Description
This alert is triggered when the difference between the major freeze version number and the baseline version number exceeds the threshold.
Principle
The following table describes the key parameters that are involved in the monitoring and alerting logic.
| Parameter | Value |
|---|---|
| Metric | ob_cluster_frozen_version_delta |
| Source | SQL: javascript select zone, name, value, time_to_usec(now()) from __all_zone; Note * The value of the time_to_usec(now()) field is used as the value of the current_timestamp metric. * The value of the value field is used as the value of the zone_value metric. |
| Collected metrics | current_timestamp and zone_value |
| Metric expression | max(zone_value{metric_group="all_zone",name="frozen_version",@LABELS}) by (@GBLABELS) - min(zone_value{metric_group="all_zone",name="last_merged_version",@LABELS}) by (@GBLABELS) |
| Collection cycle | 1 second |
The value of the metric ob_cluster_frozen_version_delta indicates the difference between the major freeze version number and the baseline version number of the OceanBase cluster. When the difference exceeds the threshold, this alert is triggered. The default threshold is 1.
Alert rule
| Metric | Default threshold | Duration | Detection cycle | Time before clearance |
|---|---|---|---|---|
| ob_cluster_frozen_version_delta | 1 | 0 seconds | 60 seconds | 5 minutes |
Alert information
| Trigger method | Alert level | Scope |
|---|---|---|
| Metric expression | Critical | Cluster |
Alert templates
Overview: ${alarm_target} ${alarm_name}
Details: ${alarm_target} ${alarm_name}. The version difference is ${value}, exceeding the threshold of ${alarm_threshold}.

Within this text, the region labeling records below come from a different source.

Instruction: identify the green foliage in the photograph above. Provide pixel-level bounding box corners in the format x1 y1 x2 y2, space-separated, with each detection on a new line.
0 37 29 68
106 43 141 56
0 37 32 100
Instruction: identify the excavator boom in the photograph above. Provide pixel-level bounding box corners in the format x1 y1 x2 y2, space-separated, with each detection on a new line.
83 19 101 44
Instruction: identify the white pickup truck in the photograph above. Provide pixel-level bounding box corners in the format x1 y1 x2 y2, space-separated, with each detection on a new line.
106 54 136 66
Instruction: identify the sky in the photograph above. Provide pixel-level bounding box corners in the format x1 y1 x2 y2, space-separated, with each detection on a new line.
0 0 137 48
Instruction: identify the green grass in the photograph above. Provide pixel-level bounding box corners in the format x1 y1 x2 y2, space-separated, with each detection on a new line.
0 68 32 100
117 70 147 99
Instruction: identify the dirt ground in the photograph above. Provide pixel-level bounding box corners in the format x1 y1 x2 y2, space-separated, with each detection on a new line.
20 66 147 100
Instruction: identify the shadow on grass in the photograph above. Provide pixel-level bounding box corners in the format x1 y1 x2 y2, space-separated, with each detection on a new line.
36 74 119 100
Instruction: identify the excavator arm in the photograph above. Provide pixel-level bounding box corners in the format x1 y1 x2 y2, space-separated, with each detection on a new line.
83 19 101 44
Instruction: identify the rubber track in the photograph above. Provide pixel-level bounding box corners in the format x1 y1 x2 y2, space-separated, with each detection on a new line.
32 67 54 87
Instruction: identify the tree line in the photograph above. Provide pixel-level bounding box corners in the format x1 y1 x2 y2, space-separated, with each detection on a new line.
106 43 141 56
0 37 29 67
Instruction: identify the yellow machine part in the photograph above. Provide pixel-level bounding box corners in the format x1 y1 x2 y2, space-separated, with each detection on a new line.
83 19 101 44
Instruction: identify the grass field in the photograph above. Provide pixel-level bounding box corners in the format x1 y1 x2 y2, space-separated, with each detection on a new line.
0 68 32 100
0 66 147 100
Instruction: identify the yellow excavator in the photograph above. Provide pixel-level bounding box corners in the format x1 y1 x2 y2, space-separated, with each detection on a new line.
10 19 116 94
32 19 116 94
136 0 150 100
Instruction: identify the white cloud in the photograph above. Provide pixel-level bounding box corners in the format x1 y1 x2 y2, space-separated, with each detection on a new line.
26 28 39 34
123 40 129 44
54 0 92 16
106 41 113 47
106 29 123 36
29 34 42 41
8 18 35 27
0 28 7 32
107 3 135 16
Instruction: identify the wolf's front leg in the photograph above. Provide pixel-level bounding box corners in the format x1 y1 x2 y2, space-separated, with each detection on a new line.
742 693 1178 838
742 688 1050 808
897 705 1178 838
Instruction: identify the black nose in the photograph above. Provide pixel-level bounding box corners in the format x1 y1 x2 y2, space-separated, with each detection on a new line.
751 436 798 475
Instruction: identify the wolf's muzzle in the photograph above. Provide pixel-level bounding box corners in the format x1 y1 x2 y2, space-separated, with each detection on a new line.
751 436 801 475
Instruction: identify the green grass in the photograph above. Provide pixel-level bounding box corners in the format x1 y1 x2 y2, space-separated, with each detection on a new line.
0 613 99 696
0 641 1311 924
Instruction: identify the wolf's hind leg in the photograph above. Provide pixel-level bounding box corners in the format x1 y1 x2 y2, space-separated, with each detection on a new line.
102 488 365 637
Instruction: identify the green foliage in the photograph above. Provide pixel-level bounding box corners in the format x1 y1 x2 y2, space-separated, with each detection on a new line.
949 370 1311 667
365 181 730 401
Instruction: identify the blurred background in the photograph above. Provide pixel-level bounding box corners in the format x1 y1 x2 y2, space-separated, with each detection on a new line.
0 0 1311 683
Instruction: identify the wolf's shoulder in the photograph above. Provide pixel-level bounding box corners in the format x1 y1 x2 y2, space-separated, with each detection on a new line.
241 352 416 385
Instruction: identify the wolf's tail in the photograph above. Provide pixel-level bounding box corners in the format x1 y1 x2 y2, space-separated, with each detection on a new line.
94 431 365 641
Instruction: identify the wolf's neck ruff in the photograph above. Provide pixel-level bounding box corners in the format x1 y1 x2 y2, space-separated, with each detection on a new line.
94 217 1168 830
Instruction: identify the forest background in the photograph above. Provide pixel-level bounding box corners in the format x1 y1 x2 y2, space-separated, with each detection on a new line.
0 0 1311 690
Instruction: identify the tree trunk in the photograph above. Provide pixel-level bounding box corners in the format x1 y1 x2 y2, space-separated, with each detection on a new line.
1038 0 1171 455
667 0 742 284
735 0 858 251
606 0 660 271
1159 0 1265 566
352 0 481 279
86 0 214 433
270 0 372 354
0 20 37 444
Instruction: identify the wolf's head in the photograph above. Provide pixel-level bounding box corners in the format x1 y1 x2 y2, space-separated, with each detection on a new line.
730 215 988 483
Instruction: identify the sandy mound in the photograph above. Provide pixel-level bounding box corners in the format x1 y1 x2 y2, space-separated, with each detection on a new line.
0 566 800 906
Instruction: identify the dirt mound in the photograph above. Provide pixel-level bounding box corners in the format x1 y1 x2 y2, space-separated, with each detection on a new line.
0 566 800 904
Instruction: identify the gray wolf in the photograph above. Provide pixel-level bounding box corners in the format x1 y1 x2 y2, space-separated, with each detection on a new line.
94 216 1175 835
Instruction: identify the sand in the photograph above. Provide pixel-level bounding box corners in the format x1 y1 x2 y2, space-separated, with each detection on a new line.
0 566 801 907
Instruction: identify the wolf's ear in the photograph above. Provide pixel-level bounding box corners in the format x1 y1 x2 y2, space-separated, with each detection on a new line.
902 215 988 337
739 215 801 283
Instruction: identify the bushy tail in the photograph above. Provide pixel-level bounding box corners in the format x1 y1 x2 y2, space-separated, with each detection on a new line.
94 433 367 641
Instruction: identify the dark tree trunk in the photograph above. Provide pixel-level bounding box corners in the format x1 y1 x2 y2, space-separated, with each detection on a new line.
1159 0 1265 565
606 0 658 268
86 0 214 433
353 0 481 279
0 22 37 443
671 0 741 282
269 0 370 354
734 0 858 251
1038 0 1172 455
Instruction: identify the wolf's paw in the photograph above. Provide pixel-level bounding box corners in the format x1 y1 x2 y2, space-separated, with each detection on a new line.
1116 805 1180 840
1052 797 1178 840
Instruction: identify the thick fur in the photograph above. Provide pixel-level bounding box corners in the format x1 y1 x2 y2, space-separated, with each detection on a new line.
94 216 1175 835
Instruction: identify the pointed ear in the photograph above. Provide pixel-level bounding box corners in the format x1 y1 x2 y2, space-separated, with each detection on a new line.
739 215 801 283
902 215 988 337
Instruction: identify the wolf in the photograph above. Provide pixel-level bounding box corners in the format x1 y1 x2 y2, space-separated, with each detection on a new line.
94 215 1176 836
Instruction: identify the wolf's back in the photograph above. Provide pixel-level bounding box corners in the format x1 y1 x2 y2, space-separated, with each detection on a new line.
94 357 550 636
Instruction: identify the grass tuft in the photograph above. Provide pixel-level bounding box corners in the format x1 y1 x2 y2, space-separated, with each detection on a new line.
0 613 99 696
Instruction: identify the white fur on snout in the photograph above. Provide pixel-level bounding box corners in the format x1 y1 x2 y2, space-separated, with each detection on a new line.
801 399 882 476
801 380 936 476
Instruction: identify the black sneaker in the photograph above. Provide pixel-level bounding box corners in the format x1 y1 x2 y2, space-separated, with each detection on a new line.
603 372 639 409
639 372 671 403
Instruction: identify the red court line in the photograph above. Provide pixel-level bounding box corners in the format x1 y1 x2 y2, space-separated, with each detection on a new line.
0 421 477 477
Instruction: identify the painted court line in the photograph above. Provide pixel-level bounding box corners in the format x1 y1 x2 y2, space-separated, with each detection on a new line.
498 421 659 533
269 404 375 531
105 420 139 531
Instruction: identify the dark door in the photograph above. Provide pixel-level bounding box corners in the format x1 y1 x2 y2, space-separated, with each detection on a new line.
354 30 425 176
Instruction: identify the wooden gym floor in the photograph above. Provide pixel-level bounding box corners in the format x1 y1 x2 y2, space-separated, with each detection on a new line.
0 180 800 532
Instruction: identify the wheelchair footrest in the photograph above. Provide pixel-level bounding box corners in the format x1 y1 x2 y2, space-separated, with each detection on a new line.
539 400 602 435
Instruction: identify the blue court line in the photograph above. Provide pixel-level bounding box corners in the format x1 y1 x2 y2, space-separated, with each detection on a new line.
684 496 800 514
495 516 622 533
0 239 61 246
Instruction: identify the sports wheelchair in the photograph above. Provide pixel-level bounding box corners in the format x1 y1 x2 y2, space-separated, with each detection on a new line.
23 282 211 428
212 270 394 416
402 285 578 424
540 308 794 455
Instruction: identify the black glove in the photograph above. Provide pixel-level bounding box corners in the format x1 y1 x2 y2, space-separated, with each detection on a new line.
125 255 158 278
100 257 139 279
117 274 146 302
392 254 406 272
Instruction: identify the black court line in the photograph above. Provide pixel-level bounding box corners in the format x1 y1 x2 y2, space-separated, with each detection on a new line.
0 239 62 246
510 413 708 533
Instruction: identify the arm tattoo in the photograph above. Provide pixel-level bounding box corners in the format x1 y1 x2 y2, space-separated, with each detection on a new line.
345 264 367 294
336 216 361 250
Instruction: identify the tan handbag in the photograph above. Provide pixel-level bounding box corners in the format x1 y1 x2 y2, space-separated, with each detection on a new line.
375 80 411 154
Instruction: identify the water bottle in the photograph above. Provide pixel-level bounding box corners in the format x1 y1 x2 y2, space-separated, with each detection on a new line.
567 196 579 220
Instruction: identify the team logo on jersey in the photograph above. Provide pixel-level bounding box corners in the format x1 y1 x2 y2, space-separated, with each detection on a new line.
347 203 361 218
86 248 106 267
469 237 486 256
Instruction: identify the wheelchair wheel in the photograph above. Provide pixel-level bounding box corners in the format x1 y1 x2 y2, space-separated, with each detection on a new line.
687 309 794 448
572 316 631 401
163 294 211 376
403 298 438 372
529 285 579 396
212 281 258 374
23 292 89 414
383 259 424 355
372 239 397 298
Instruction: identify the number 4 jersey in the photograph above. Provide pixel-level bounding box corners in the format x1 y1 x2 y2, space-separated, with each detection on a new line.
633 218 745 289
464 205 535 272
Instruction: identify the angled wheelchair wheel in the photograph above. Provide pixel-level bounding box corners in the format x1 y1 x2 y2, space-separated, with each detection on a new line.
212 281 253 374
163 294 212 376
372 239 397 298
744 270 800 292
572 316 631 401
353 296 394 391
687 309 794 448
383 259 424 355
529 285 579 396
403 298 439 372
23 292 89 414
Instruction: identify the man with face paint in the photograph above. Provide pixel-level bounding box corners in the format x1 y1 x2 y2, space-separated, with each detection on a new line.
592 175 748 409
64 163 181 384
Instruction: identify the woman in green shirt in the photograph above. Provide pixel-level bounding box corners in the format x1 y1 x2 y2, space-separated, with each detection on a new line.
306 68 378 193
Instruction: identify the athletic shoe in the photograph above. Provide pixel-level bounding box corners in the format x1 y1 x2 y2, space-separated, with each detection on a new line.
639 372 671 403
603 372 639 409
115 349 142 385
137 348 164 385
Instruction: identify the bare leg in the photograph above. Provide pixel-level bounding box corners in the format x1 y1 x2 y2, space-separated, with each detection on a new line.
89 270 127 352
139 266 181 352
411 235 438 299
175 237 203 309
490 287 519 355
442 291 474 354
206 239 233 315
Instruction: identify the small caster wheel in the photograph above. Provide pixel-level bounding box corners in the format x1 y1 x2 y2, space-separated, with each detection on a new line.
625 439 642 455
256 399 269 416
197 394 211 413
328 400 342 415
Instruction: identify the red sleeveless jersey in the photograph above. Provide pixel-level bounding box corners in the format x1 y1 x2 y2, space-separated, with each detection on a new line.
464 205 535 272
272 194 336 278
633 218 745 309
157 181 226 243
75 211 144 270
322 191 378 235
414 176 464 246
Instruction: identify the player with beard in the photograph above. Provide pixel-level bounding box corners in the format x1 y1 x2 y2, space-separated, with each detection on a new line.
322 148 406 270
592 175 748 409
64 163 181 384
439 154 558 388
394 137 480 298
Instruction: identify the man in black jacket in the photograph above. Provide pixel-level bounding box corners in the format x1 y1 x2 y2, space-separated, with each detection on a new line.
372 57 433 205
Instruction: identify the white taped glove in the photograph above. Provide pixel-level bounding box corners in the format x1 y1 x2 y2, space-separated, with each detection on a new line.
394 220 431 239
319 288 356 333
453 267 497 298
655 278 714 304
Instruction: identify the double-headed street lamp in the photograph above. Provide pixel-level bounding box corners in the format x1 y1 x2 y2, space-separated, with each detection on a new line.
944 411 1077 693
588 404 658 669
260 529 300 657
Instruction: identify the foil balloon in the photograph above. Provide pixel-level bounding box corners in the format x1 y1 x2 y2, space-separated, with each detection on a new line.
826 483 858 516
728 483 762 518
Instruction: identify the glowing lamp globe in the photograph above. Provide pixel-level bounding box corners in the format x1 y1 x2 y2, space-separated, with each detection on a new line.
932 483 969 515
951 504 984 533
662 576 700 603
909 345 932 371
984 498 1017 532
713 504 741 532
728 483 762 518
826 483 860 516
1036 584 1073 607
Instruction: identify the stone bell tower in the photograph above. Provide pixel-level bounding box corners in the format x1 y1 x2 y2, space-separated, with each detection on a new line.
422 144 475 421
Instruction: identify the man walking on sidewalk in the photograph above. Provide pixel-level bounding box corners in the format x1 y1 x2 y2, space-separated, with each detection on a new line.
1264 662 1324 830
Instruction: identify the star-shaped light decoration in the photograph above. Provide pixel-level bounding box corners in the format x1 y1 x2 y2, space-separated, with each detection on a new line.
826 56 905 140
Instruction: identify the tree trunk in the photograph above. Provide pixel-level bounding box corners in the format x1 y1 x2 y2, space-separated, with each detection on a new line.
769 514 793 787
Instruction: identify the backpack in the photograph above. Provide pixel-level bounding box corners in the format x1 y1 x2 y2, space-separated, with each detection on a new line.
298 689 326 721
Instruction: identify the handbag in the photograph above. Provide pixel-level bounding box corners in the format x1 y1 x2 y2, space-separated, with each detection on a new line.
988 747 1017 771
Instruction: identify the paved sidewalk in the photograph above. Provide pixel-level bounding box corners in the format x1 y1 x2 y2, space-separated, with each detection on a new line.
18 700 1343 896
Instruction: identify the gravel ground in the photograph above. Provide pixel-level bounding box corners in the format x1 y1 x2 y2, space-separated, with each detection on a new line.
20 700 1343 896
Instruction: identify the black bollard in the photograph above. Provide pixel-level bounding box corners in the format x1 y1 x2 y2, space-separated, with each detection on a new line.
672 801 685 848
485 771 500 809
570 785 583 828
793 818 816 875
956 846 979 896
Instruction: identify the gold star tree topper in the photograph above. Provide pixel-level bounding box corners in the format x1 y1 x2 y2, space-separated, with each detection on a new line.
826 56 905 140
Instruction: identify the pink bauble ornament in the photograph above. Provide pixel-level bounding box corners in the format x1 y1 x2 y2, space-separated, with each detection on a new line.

Overview example: ob_cluster=C1-1000. The difference between the major freeze version number and the baseline version number of the OceanBase cluster exceeds the threshold.
Details example: ob_cluster=C1-1000. The difference between the major freeze version number and the baseline version number of the OceanBase cluster is 2.0, exceeding the threshold of 1.0.
Impact on the system
This problem affects the statement response time. In extreme cases, the OBServer memory is overused, the application stops writing, and the clog disk is full.
Possible causes
This problem is commonly found in the following scenarios:
You start a major compaction task when an OceanBase cluster is undergoing an automatic compaction.
You continuously start several major compaction tasks.
You start a new major compaction task before the last major compaction is finished.
Suggested solutions
You can check the following information to determine the causes that triggered the alert.
Choose Compaction Management > Details of Major Freeze in the left-side navigation pane of a cluster and view the information of the latest major compaction.
Choose System Management > Tasks in the left-side navigation pane and view the major compaction tasks.
Perform the following steps based on the causes.
Ignore the alert caused by the manual major compaction task. Wait for the task to complete.
Note: Start a major compaction task only when it is necessary.
A slow or failed major compaction task also triggers other alerts at the same time, such as the ob_cluster_merge_error and the ob_cluster_merge_timeout alerts.
You can solve the problem of those alerts before starting a major compaction task and check whether the alert is triggered again.
For other exceptions, go to the next step.
Try to troubleshoot the problem on your own. For more information, see Exception handling for OceanBase cluster compaction.
If you cannot locate the problem or do not know how to solve it, contact OCP Technical Support for help.